Im Juli bekam Capchase eine Fremdfinanzierung in Höhe von 400 Millionen Dollar, damit finanziert das Unternehmen seine Deals. Seit Beginn des Jahres ist es bereits in den nordeuropäischen Ländern, den Niederlanden und Belgien unterwegs und eine Büro in London eröffnet. Nach Angaben des Unternehmens hat sich sein Europageschäft in weniger als einem Jahr verzehnfacht. Nun sieht es sich dafür gut aufgestellt, in den kommen Jahren „mehr als eine Milliarde Dollar“ für Software-as-a-Service-Unternehmen (SaaS) bereitzustellen, heißt es in einer Mitteilung.

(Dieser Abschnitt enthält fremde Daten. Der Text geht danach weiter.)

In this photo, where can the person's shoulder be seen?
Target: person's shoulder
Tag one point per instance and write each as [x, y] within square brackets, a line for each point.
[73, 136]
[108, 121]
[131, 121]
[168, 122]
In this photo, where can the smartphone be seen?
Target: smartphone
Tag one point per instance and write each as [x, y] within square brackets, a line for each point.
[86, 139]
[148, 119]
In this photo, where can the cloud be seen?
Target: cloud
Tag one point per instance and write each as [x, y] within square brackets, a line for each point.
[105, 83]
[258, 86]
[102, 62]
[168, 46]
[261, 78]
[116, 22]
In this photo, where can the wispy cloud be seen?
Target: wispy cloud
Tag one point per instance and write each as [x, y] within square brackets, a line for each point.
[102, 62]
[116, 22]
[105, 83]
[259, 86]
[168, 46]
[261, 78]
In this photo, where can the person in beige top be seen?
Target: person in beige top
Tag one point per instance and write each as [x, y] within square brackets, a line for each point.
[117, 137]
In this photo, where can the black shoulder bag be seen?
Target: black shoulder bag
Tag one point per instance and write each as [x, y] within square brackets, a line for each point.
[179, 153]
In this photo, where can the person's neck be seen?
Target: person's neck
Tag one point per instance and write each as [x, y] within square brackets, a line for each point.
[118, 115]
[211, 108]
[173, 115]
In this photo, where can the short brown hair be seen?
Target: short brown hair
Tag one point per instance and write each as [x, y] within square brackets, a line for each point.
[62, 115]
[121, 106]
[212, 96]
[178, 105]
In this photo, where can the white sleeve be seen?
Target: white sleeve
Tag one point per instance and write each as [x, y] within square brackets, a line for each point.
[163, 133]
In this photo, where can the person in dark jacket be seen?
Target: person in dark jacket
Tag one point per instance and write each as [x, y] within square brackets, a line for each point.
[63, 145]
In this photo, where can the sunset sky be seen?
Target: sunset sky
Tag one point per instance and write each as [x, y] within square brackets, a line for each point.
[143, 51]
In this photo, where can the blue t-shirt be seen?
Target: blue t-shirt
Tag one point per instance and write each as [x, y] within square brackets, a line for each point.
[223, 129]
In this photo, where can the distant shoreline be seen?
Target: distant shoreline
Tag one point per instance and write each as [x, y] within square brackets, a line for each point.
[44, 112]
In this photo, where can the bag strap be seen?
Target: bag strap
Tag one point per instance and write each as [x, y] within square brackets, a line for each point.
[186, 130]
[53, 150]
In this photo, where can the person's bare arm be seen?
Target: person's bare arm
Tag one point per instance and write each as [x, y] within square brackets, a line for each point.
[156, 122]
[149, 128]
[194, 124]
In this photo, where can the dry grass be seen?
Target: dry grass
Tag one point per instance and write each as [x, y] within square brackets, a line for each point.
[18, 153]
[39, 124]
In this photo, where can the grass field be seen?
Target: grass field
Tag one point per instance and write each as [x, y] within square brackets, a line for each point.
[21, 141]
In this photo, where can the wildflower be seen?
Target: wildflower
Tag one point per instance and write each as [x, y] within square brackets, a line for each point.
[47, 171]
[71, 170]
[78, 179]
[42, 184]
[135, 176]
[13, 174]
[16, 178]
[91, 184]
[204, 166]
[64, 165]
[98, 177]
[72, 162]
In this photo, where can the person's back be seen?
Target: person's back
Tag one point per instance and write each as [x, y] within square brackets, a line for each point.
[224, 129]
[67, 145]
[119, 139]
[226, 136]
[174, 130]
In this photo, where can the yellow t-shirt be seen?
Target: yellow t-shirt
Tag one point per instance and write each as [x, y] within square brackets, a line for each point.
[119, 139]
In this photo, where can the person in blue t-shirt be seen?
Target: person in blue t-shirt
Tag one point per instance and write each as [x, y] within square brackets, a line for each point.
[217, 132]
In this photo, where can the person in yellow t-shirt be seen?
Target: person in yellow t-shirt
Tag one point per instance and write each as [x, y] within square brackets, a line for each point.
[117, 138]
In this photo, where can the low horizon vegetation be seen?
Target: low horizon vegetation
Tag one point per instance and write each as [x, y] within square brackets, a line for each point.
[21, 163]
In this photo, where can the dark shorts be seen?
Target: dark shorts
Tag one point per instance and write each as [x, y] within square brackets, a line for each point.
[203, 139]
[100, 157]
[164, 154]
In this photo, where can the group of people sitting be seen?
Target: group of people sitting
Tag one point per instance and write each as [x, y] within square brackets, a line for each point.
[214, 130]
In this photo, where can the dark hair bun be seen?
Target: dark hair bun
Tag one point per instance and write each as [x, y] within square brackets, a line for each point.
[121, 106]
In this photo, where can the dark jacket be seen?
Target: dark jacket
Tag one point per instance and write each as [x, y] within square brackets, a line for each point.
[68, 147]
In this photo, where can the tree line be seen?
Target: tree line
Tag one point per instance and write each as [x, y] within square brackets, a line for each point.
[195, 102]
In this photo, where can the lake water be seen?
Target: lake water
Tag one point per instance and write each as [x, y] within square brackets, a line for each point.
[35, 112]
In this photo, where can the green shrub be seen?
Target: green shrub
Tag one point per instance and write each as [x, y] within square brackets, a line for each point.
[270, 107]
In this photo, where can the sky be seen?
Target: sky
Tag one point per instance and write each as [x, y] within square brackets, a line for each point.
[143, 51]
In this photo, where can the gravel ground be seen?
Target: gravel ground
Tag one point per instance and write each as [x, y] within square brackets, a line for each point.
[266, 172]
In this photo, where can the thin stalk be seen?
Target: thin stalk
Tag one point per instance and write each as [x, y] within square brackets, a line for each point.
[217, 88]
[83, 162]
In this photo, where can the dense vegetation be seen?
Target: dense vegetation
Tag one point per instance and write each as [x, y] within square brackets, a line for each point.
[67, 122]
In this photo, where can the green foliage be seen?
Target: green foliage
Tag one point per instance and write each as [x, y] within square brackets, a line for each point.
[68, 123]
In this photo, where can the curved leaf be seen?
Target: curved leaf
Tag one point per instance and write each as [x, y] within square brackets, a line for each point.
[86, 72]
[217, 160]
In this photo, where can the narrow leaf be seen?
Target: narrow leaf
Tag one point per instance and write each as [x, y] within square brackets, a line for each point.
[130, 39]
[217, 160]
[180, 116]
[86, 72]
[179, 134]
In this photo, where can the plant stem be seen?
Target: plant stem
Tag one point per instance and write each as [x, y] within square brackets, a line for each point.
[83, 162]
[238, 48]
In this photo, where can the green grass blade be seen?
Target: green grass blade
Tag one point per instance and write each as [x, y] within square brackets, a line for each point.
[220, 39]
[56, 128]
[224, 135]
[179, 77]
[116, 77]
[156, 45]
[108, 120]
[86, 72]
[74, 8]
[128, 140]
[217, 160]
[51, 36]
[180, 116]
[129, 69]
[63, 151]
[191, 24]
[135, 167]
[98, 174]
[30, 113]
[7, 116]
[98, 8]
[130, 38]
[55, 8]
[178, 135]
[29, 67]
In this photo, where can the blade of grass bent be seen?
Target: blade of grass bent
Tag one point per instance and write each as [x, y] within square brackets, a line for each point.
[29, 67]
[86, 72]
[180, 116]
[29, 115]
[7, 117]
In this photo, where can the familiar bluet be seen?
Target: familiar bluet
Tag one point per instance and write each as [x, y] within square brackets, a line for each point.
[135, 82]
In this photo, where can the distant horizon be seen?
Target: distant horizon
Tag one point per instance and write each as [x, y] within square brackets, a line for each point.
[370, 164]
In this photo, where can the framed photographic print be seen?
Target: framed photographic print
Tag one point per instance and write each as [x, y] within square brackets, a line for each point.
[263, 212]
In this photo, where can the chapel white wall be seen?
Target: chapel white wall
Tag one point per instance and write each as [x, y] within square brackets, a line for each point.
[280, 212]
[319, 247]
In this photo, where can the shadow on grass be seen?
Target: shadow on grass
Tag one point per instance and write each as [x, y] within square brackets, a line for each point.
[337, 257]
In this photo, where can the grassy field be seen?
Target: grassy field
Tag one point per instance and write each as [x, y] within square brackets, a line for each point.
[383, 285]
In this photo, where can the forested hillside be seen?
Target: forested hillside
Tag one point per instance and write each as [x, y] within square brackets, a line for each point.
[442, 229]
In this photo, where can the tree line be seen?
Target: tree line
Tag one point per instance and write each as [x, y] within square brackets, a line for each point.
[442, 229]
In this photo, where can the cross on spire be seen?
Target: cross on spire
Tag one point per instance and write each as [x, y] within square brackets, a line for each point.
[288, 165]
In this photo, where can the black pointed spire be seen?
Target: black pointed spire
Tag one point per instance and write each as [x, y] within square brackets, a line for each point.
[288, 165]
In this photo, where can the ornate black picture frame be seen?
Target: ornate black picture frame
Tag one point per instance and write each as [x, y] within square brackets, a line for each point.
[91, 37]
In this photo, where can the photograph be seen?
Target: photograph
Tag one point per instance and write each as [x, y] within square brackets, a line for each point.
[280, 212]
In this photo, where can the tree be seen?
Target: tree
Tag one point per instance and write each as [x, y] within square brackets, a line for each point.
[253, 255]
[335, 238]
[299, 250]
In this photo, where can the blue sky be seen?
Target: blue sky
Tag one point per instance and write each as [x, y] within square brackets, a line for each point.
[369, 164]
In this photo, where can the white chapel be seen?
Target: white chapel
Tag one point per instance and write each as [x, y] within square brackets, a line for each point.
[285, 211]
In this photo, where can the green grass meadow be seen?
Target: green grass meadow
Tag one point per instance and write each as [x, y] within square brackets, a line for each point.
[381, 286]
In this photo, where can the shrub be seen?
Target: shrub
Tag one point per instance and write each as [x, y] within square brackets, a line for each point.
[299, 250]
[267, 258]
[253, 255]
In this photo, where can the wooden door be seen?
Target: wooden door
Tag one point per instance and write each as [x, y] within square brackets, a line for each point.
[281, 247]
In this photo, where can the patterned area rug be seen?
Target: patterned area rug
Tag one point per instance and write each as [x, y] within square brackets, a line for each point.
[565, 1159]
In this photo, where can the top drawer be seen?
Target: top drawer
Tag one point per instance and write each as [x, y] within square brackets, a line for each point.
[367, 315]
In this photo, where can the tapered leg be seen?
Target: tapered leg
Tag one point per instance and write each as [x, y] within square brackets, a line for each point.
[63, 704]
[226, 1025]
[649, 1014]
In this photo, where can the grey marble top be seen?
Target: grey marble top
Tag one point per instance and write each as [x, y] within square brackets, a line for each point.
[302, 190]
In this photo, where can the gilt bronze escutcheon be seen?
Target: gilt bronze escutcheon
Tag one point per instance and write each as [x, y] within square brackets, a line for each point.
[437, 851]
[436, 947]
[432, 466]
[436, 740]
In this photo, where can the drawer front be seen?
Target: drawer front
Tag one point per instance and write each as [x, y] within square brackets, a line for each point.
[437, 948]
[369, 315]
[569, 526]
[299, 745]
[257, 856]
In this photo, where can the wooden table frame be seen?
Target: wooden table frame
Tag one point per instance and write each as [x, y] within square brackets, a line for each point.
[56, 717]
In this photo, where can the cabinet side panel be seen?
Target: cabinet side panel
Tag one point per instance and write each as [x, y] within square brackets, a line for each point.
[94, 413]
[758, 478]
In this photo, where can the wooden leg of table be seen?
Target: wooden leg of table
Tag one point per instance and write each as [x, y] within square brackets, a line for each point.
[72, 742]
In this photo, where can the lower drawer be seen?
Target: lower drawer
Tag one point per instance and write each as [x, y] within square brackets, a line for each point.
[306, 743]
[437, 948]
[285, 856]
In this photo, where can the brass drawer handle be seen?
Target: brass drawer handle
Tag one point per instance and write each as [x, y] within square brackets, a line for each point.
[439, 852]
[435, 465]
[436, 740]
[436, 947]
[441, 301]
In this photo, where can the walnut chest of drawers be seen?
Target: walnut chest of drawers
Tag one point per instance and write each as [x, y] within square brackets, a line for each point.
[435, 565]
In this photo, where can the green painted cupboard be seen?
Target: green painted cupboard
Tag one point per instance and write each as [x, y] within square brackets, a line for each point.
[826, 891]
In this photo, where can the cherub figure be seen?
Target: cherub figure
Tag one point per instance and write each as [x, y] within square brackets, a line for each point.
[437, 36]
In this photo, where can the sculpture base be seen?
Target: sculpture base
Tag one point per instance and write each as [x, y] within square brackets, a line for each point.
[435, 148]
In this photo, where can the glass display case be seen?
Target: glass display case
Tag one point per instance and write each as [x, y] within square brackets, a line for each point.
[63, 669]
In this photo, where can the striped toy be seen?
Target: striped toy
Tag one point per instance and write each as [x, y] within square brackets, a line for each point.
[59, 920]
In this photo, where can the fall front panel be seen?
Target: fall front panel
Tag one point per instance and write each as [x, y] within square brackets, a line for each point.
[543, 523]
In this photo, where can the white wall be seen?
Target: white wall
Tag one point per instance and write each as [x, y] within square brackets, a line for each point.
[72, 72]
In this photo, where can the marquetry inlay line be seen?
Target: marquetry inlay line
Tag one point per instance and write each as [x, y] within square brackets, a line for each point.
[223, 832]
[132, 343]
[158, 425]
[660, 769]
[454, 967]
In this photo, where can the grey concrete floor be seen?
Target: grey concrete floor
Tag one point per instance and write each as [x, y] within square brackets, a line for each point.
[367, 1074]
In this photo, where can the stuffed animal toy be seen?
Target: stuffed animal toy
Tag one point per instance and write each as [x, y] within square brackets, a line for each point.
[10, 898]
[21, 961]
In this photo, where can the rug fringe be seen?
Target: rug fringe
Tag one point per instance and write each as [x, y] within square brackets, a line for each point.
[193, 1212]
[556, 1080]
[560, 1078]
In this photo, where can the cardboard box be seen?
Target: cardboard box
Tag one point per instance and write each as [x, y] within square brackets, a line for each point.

„Der Gründungstrend von SaaS-Unternehmen in Deutschland ist ungebrochen, doch es gibt einen ungedeckten Bedarf an Finanzierungsmöglichkeiten für diese Unternehmen“, lässt sich Frank Bertele zitieren. Er ist seit Oktober „General Manager Germany“, war zuvor in gleicher Rolle bei Mollie und mehrere Jahre bei UBS. Daten der Analyseplattform Pitchbook zeigen, dass in den ersten zehn Monaten von 2022 im Schnitt pro Monat mehr SaaS-Startups Wagniskapital aufgenommen haben, als 2020 oder davor. Einzig 2021 lag über dem Trend.
In dem Markt ist noch einiges zu holen, darauf setzt Capchase. Eine Auswertung von Statista von Juni geht davon aus, dass deutsche Software-Unternehmen in diesem Jahr einen Umsatz von rund zehn Milliarden Dollar Dollar machen, Tendenz steigend: „Es wird erwartet, dass der Umsatz eine jährliche Wachstumsrate von rund zwölf Prozent aufweisen wird“, heißt es darin. Sollte diese Vorhersage zutreffen, würde das zu einem Marktvolumen von rund 17 Milliarden Dollar bis 2027 führen.
Während Capchase darauf hofft, dass der Markt sich entsprechend entwickelt, muss es sich aber auch der Realität stellen: Das aktuelle Fundingklima wird auch vor der neuen Finanzierungsform keinen Halt machen. Außerdem setzt es sich durch seine Abhängigkeit des Umsatzes seiner Kunden einem Ausfallrisiko aus. Um dem entgegenzuwirken hat es ein firmeneigenes System entwickelt, das anhand verschiedener Datenpunkte wie Umsatzentwicklung, Wachstum und Kassenbestand in Echtzeit die Fähigkeit seiner Kunden ermittelt, das Kapital zurückzuzahlen.
Und auch die Konkurrenz mehrt sich, Capchase stößt mit der noch recht jungen Finanzierungsform in einen bereits umkämpften Markt: Neben Recap arbeiten weitere Unternehmen wie Pulse und Vitt in dem Bereich. Auch nordamerikanische Anbieter wie Clearco und Riverside sind bereits nach Deutschland gekommen. Pipe lässt allerdings noch auf sich warten.